Two separate committees, one advising the Toronto Stock Exchange and the Ontario Securities Commission, and another advising the Commission des Valeurs Mobilieres du Quebec (CVMQ), have both recommended a set of tighter standards for reporting mineral exploration results.
The recommendations are expected to be included in a new securities rule, National Instrument 43-101, which is being adopted by securities commissions across the country.
The TSE-OSC Mining Standards Task Force, set up in 1997 following the Bre-X Minerals fraud, issued its final report recommending that all mineral exploration information released by listed companies be approved by a “Qualified Person,” who will be responsible for its accuracy.
Under the task force’s recommendations, the QP will be responsible for ensuring that exploration programs follow standard industry practices (for example, splitting drill core) and for vetting the press releases and documents a company issues to the market.
At the same time, the CVMQ’s Study Committee on the Financing of the Quebec Mining Industry, which was also appointed in 1997 to investigate exploration disclosure standards, brought down a report with similar recommendations, including the requirement for a QP.
The committee report also advises the development of best practices in exploration, and recommends that listed companies be obliged to follow a guide to writing press releases that the Montreal Exchange issued last May. That guide significantly tightened the ME’s reporting guidelines, blacklisting a number of poor practices, including: reporting gross-ounce resource figures, presenting figures in “gold equivalents,” and disclosing visual grade estimates.
The adoption of the QP rule in the country’s two largest provinces may also force the hand of both provincial governments in licensing geologists. Currently, both Ontario and Quebec have acts that license professional engineers (including mining and geological engineers) but do not license geoscientists. In most other provinces, the licensing body for professional engineers has taken on the responsibility for regulating geologists as well.
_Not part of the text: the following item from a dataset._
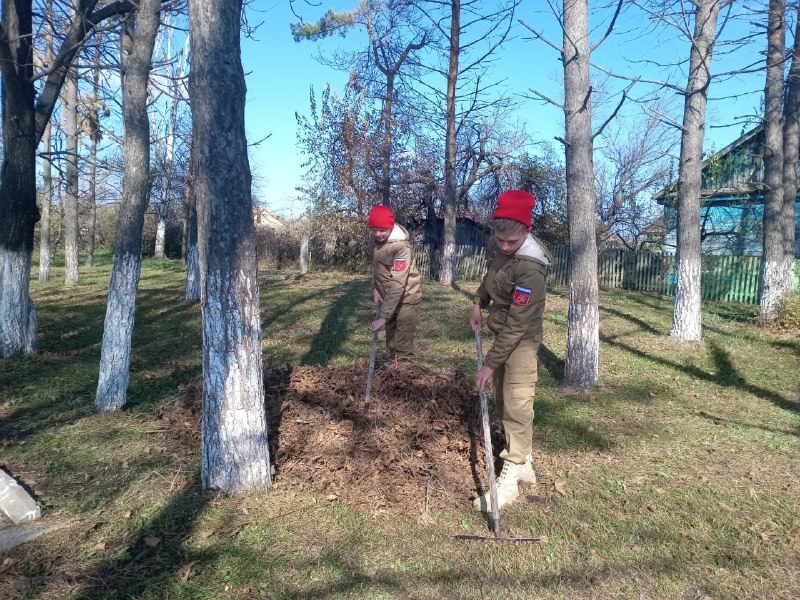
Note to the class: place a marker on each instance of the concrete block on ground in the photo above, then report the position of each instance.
(15, 501)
Ontario’s Ministry of Northern Development and Mines released a statement affirming it would work toward a registration system for geologists, though it did not present a timetable to bring a bill to the legislature. An earlier licensing agreement between the Association of Geoscientists of Ontario (AGO) and the province’s Professional Engineers body received the government’s blessing but fell through when a referendum among registered engineers turned the proposal down.
The AGO was pleased by the committee’s unequivocal stand on licensure, with William Pearson, the association’s president, saying “we couldn’t have asked for more if we’d written it ourselves.”
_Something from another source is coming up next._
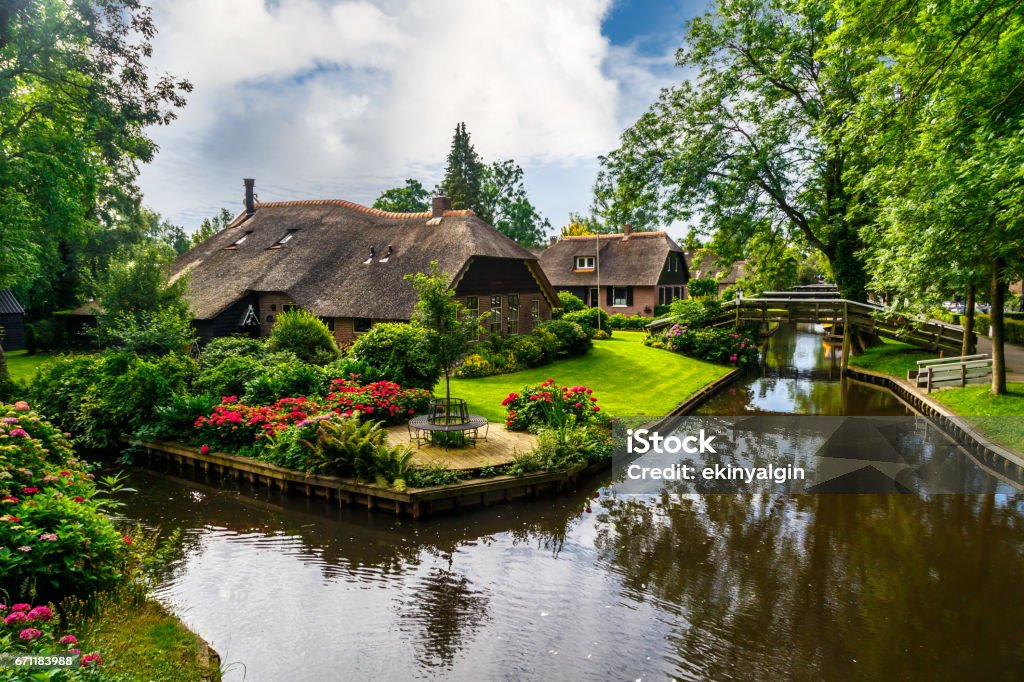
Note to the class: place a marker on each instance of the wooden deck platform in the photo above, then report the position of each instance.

The Quebec committee’s report also came out strongly in favor of licensure, recommending that “a professional corporation of geologists and geophysicists be established in Quebec as soon as possible.”
Both committee reports developed a guideline for exploration practices and reporting exploration results, and both advocated the adoption of a uniform code for reporting mineral resources and reserves. Those recommendations require only administrative approval by the provincial securities commissions, and are virtually certain to be incorporated in the new National Instrument, which will be a rule made under the authority of provincial securities acts.
Enforcement of the new rules will be left to provincial securities agencies, some of which have already started recruiting more enforcement staff. Other recommendations that fall outside the scope of the rules will be adopted as policies by the stock exchanges.
The Ontario task force, which had issued an interim report in June, used the final report to clarify the role of the QP and to modify some of the guidelines for exploration practice. Laboratories offering analytical services will have to be accredited under International Standards Organization criteria, and analytical methods will have to be identified in technical reports.
The task force’s final report also made much stronger recommendations on the role of investment analysts, who have taken much of the public heat over the Bre-X fraud. Mining analysts who visited the company’s Busang property in Indonesia came back with almost uniformly good impressions of the project, which subsequently was revealed to be a sample-tampering scam (T.N.M., April 7/97 and May 12/97).
The task force recommended that the TSE require its member firms to enforce ethical and professional standards on the analysts they employ, regardless of whether the analysts are members of industry organizations or not. The report also said that an analyst’s report should state the analyst’s qualifications and whether the analyst or anyone in the company’s research group holds shares in the company. This recommendation follows a case where disciplinary action was taken against First Marathon Securities and several of its employees for their conduct in the Cartaway Resources affair.